Site information
- Type: Army
- Condition: abandoned

Location
- Firebase 6
- Coordinates: 14°37′44″N 107°43′12″E﻿ / ﻿14.629°N 107.72°E

Site history
- Built: 1967
- In use: 1967–73
- Battles/wars: Vietnam War

= Firebase 6 =

Firebase 6 (also known as Hill 1001) is a former U.S. Army and Army of the Republic of Vietnam (ARVN) base southwest of Đắk Tô in the Central Highlands of Vietnam.

==History==
The base was originally established in November 1967 during the Battle of Dak To by the 6th Battalion, 29th Artillery. The base is located approximately 8 km southwest of Đắk Tô, east of the Plei Trap Valley along a mountain ridge that runs approximately north-south towards Kontum, during the war this was nicknamed Rocket Ridge.

The 1st Battalion. 92nd Artillery was also located here.

The base was handed over the ARVN 42nd Regiment, 22nd Division in late 1970.
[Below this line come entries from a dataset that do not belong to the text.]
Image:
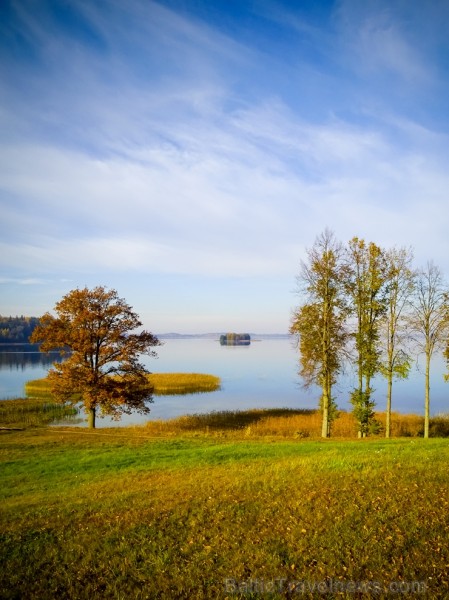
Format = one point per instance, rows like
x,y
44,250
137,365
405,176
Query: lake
x,y
261,375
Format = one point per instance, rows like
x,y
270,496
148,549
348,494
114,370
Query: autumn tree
x,y
365,286
429,321
94,329
320,321
396,361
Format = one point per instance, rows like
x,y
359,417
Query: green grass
x,y
120,514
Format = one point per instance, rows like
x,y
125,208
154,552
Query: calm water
x,y
261,375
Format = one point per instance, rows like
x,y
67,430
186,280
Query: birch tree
x,y
365,287
429,321
320,321
396,361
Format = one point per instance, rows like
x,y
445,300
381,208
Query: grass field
x,y
125,513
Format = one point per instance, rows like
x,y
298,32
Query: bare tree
x,y
396,361
429,322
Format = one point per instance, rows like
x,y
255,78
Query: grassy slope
x,y
118,514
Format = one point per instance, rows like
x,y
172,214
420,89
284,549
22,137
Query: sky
x,y
187,153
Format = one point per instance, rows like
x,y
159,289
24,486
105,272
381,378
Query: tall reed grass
x,y
26,412
163,383
289,423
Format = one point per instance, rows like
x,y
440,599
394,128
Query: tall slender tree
x,y
366,289
320,321
429,321
396,360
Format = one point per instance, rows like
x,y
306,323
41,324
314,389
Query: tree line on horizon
x,y
15,330
370,308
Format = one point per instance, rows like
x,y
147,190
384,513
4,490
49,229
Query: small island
x,y
235,339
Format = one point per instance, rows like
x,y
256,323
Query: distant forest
x,y
16,330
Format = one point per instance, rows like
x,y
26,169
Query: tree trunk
x,y
427,397
325,422
91,417
388,416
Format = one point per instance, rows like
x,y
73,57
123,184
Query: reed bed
x,y
164,384
26,412
289,424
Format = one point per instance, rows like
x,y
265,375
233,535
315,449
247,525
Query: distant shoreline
x,y
254,336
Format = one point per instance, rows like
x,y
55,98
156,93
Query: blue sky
x,y
187,152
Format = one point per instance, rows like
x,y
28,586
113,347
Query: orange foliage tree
x,y
93,328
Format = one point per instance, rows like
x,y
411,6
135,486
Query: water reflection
x,y
262,375
22,356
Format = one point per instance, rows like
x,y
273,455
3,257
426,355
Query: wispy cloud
x,y
188,148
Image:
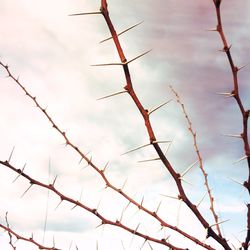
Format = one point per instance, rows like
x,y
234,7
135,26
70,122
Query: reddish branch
x,y
99,171
236,94
145,114
19,237
77,203
193,133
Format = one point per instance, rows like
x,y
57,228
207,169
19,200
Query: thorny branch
x,y
77,203
236,94
19,237
152,138
100,171
153,141
193,133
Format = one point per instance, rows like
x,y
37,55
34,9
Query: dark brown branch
x,y
152,138
237,97
19,237
99,171
204,173
93,211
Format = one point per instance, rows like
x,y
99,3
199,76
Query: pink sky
x,y
52,53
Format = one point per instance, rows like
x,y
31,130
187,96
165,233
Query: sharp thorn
x,y
107,39
160,142
74,206
154,159
143,54
168,147
231,179
124,184
26,190
86,13
158,207
142,200
242,67
20,173
171,197
219,223
114,94
54,180
59,204
189,168
241,159
158,107
212,29
202,199
226,94
105,167
132,150
137,228
182,179
107,64
231,135
11,154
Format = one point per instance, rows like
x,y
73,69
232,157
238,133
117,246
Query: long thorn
x,y
226,94
231,135
86,13
241,159
171,197
132,150
219,223
202,199
114,94
158,107
122,32
154,159
231,179
143,54
11,154
107,64
20,173
188,169
26,190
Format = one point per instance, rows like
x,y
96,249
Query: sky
x,y
52,54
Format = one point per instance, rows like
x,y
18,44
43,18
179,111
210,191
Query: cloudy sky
x,y
52,53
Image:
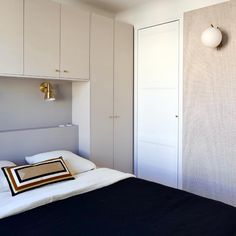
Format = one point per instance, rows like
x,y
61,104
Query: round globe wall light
x,y
212,37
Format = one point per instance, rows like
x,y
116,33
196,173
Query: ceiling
x,y
114,5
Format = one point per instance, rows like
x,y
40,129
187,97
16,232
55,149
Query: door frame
x,y
180,97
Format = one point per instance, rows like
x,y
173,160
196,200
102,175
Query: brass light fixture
x,y
47,89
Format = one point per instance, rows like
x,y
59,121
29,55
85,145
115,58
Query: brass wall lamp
x,y
47,89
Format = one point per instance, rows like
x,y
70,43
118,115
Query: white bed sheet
x,y
83,183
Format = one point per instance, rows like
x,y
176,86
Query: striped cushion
x,y
27,177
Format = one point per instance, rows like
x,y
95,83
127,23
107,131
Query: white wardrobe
x,y
105,117
156,104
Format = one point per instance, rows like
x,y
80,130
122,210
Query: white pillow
x,y
75,163
4,187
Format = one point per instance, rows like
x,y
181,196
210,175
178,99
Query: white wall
x,y
159,11
153,13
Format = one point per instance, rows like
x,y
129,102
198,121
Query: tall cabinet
x,y
102,83
110,131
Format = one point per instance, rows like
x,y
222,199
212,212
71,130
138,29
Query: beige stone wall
x,y
209,140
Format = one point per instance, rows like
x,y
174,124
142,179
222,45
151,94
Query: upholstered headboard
x,y
15,145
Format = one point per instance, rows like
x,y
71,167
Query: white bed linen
x,y
83,183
The PAVN 66th Regiment attacked the base on 31 March 1971 overrunning the base. Lieutenant Brian Thacker team leader of an Integrated Observation System would be awarded the Medal of Honor for his actions during the battle. ARVN reinforcements were flown in and recaptured the base although PAVN units remained in force in the surrounding area. More than 280 PAVN were killed, mostly by airstrikes. The PAVN attacked the base again on 3 April with the ARVN reporting a further 900 PAVN killed and a total of 68 ARVN killed, though sources in Saigon expressed skepticism over these figures. By 11 April approximately 1,000 ARVN were defending the base, opposed by an estimated 7,000 PAVN. The PAVN were pounded with B-52 strikes and BLU-82 Fuel Air Explosive bombs. On 14 April a ground relief force reached the base encountering minimal opposition to lift the siege. On 15 April in a skirmish 1.5 mi southeast of the base the ARVN killed 38 PAVN for the loss of four killed.

At the start of the Easter Offensive in 1972 the base was defended by a company of the ARVN 72nd Rangers and a platoon from the 42nd Regiment. On 25 April 1972 during the Battle of Kontum after the PAVN had overrun the ARVN bases at Tân Cảnh and Đắk Tô, Firebases 5 and 6 along Rocket Ridge were abandoned.

==Current use==
The base is abandoned and has reverted to jungle.